Decided and Entered: October 13, 2022
Before: Kapnick, J.P., Webber, Oing, González, Kennedy, JJ.
Index No. 805333/15 Appeal No. 16417 Case No. 2021-03302

[*1]Dorian Tunell et al., Plaintiffs-Appellants,

v

Michael J. Maynard, M.D., et al., Defendants-Respondents.



Mischel & Horn, P.C., New York (Scott T. Horn of counsel), for appellants.

Mauro Lilling Naparty LLP, New York (Richard J. Montes of counsel), for respondents.



Order, Supreme Court, New York County (Eileen A. Rakower, J.), entered June 10, 2021, which denied plaintiffs' CPLR 5015(a)(1) motion to vacate the judgment, same court and Justice, entered August 4, 2020, dismissing the action, unanimously affirmed, without costs.
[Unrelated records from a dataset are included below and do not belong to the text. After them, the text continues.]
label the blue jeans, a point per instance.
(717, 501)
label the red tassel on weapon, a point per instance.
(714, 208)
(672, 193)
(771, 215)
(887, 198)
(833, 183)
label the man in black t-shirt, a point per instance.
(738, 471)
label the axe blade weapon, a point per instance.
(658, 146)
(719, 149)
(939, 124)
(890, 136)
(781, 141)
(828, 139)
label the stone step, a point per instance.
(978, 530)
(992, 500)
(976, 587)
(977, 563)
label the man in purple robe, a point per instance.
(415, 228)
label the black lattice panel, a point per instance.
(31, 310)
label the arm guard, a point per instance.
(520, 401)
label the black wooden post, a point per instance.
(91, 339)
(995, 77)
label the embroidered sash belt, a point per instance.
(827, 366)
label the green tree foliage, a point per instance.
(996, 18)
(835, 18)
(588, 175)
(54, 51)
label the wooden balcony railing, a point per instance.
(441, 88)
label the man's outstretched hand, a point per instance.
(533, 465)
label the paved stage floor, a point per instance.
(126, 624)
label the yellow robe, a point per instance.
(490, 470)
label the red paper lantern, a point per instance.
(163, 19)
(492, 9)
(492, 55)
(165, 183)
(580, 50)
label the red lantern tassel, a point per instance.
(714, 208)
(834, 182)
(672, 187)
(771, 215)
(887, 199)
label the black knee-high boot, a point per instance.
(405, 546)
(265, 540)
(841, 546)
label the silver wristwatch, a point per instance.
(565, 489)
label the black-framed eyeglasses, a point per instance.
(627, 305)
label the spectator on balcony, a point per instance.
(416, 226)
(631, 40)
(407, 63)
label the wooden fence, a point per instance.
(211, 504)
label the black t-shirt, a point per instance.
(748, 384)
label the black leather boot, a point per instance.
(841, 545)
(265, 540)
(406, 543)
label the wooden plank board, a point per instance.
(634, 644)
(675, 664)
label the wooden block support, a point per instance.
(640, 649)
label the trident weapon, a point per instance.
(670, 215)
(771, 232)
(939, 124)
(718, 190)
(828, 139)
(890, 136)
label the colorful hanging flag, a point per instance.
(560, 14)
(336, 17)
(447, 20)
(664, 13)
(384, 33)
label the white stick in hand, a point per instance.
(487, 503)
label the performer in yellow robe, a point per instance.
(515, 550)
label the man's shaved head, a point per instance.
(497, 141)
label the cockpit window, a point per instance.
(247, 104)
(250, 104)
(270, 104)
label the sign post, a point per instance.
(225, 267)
This medical malpractice action, commenced in 2015, was dismissed on the day jury selection was scheduled, based on plaintiffs' default, namely their failure to retain an expert witness for trial (see 22 NYCRR 202.27; e.g. Geffner v Mercy Med. Ctr., 167 AD3d 571, 573 [2d Dept 2018]; see generally Rivera v Jothianandan, 100 AD3d 542, 542 [1st Dept 2012], lv denied 21 NY3d 861 [2013]). Supreme Court providently exercised its discretion when it determined that plaintiffs did not demonstrate a reasonable excuse for their failure to proceed with trial on the scheduled date. The affirmation of plaintiffs' counsel established that despite efforts made prior to the trial date, he was not able to identify and retain an expert who would support plaintiffs' case (see CPLR 5015[a][1]; Eugene Di Lorenzo, Inc. v A.C. Dutton Lbr. Co., 67 NY2d 138, 142 [1986]; Chevalier v 368 E. 148th St. Assoc., LLC, 80 AD3d 411, 413-414 [1st Dept 2011]; Goldman v Cotter, 10 AD3d 289, 291 [1st Dept 2004]). Plaintiffs' claim of law office failure is not persuasive as there is no indication that their counsel's efforts to retain a trial expert were inadequate. Although strong public policy supports resolving cases on the merits, here, plaintiffs had more than enough time to secure an expert witness for trial. Thus, plaintiffs' position that an adjournment or striking the case from the trial calendar would have been more appropriate under these circumstances is not persuasive. Since we agree with Supreme Court that plaintiffs did not demonstrate a reasonable excuse, we need not consider whether they demonstrated a meritorious claim (see Eugene Di Lorenzo, Inc., 67 NY2d at 142).

THIS CONSTITUTES THE DECISION AND ORDER

OF THE SUPREME COURT, APPELLATE DIVISION, FIRST DEPARTMENT.